After a business sale, your estate plan needs a comprehensive update, your balance sheet changed dramatically, and the documents you had in place (written when your primary asset was illiquid business equity) almost certainly don't reflect your new situation. Priority updates include revising your revocable living trust to reflect the new asset mix, updating all beneficiary designations, reviewing life insurance needs, and considering whether more sophisticated transfer strategies (irrevocable trusts, annual gifting programs, charitable planning) now make sense at your new wealth level.
Before the sale, your estate was dominated by a single illiquid asset, the business. Much of your estate plan was probably structured around the business: a buy-sell agreement, key person insurance, possibly a family limited partnership or other entity. After the sale, all of that changes. The business is gone, replaced by a liquid portfolio, and your estate plan must be rewritten from that new starting point.
The first priority is updating beneficiary designations. This is simple but frequently overlooked. Every retirement account, life insurance policy, and transfer-on-death account has a designated beneficiary. If those beneficiaries aren't current (updated for marriages, divorces, births, deaths, or new estate planning goals), the wrong people receive the wrong assets, regardless of what your will or trust says.
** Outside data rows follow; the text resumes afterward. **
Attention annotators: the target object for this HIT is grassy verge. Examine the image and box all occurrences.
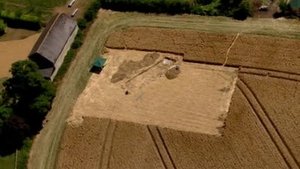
[0,0,68,21]
[0,153,15,169]
[16,139,32,169]
[0,139,32,169]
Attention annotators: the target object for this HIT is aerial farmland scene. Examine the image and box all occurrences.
[0,0,299,169]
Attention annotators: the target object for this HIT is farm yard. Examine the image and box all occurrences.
[22,9,300,169]
[0,33,40,77]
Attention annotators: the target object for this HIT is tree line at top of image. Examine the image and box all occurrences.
[100,0,252,20]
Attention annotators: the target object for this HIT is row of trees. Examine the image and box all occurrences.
[101,0,252,20]
[0,60,55,155]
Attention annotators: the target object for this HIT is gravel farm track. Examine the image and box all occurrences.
[28,10,300,169]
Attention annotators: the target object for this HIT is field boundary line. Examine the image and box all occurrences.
[98,120,117,169]
[147,126,177,169]
[14,150,18,169]
[105,46,185,56]
[239,67,300,82]
[147,126,168,169]
[156,128,177,169]
[223,32,240,66]
[182,59,300,80]
[237,79,299,169]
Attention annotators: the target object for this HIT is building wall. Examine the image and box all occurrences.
[50,26,79,81]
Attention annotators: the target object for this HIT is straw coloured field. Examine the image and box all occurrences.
[28,10,300,169]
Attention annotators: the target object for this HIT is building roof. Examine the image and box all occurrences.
[290,0,300,9]
[93,57,107,68]
[30,13,77,64]
[39,67,54,79]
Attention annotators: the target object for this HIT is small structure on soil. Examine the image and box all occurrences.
[29,13,78,80]
[165,65,180,79]
[90,56,107,74]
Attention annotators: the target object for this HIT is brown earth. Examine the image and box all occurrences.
[0,33,40,77]
[57,86,292,169]
[105,27,300,74]
[67,49,237,136]
[0,28,37,42]
[239,73,300,165]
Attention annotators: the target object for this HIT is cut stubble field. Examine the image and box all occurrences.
[29,10,300,169]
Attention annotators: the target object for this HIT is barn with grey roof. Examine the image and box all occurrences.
[29,13,78,80]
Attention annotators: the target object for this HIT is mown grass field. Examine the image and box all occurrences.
[0,0,68,21]
[0,153,15,169]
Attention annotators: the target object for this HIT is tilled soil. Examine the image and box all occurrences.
[105,27,300,74]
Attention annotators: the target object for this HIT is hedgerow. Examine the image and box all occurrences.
[0,10,41,30]
[101,0,252,20]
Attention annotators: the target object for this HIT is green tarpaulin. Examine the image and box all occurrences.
[290,0,300,9]
[93,56,106,68]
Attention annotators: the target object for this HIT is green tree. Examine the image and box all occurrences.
[3,60,55,132]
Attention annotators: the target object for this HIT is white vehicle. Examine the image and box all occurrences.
[68,0,76,8]
[71,8,79,17]
[259,5,269,11]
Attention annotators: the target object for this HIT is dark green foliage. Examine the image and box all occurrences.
[232,0,252,20]
[101,0,252,19]
[0,10,41,30]
[279,0,289,13]
[0,19,6,35]
[102,0,192,14]
[0,115,30,155]
[72,30,84,49]
[16,138,32,169]
[78,18,87,29]
[54,49,76,82]
[0,105,12,128]
[84,0,101,21]
[0,60,55,155]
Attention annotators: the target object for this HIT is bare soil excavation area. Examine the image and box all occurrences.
[67,49,237,136]
[56,26,300,169]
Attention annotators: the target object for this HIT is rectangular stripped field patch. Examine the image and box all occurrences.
[68,49,238,136]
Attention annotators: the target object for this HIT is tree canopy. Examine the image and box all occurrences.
[0,60,55,155]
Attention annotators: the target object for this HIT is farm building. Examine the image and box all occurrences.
[29,13,78,80]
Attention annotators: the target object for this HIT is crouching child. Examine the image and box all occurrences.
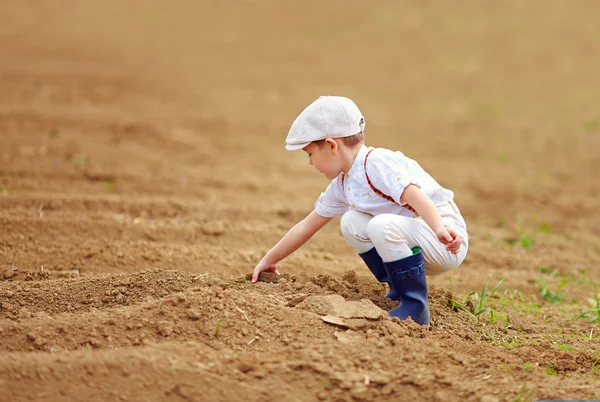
[251,96,469,326]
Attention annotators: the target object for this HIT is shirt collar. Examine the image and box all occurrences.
[345,145,370,179]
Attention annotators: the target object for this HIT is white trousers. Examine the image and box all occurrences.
[340,201,469,276]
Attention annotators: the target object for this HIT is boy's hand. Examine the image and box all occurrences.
[434,226,462,254]
[251,260,280,283]
[250,211,331,283]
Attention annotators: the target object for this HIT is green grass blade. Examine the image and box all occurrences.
[490,278,504,297]
[452,301,476,319]
[474,307,491,317]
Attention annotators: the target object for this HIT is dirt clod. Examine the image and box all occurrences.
[321,315,350,329]
[286,293,308,307]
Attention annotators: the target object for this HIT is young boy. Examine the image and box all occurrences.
[251,96,468,326]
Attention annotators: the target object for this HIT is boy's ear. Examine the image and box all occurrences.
[324,138,338,154]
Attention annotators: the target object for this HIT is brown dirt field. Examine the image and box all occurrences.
[1,1,600,401]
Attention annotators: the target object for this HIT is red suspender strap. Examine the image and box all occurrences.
[364,149,417,214]
[364,149,394,202]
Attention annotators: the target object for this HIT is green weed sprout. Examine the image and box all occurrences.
[538,222,551,234]
[584,119,599,132]
[513,384,533,402]
[507,218,534,249]
[552,343,574,351]
[574,294,600,324]
[451,278,504,323]
[538,275,568,304]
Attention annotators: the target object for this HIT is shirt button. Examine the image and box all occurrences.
[351,204,356,209]
[347,187,351,192]
[367,193,371,198]
[396,177,401,182]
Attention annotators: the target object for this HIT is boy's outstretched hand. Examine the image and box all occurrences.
[251,260,280,283]
[435,226,462,254]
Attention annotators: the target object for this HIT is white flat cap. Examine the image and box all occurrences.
[285,96,366,151]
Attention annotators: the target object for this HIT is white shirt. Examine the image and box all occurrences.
[314,145,455,218]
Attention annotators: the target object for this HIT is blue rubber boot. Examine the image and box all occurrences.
[358,248,399,300]
[384,248,430,326]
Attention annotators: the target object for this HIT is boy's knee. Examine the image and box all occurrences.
[339,211,353,238]
[340,209,370,241]
[425,261,460,276]
[367,214,414,246]
[424,247,467,276]
[366,214,393,245]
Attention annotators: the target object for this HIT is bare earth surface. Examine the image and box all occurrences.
[1,2,600,401]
Second, your revocable living trust (if you have one) should be reviewed and amended to reflect the new asset structure. The trustee succession, distribution provisions, and asset titling all need to align with your post-sale balance sheet. If you don't have a revocable living trust, now is the time to establish one, the proceeds from the sale, as liquid assets, make probate avoidance especially important.
Third, consider whether your new wealth level creates estate tax exposure. The federal estate tax exemption in 2026 is scheduled to revert to approximately $7 million per person (down from the current $13.6 million) when the TCJA provisions sunset. Business sellers who cross the revised exemption threshold may benefit from irrevocable trust strategies, annual gifting programs, or charitable vehicles to reduce estate tax exposure before the exemption drops.
Key facts
- Federal estate tax exemption 2026: currently $13.61 million per person; scheduled to revert to approximately $7 million (inflation-adjusted) when TCJA sunsets after 2025
- Illinois estate tax: Illinois has a separate estate tax with an exemption of $4 million per person, much lower than the federal exemption
- Annual gift tax exclusion 2026: $18,000 per recipient per year, a married couple can gift $36,000 per recipient per year tax-free
- Revocable living trusts avoid Illinois probate; wills alone don't
- Beneficiary designations on retirement accounts, IRAs, and life insurance override what your will says, they must be updated independently
Does Illinois have an estate tax?
Yes. Illinois has a separate estate tax with an exemption of $4 million per person. This is significantly lower than the federal exemption, meaning many business sellers who are below the federal threshold may still owe Illinois estate tax. The Illinois estate tax rate ranges from 0.8% to 16% on the amount above $4 million. Illinois doesn't have a gift tax, so lifetime gifting can reduce estate tax exposure.
Should I set up a trust to pass wealth to my children after a business sale?
For most business sellers, a revocable living trust is the starting point, it avoids probate and provides flexible control over how and when assets are distributed. If your estate is large enough to face estate tax exposure (above $4 million in Illinois), irrevocable trusts (Spousal Lifetime Access Trust, dynasty trust, Irrevocable Life Insurance Trust) can remove assets from your taxable estate while preserving family benefit. We work alongside your estate attorney to identify which structures are appropriate.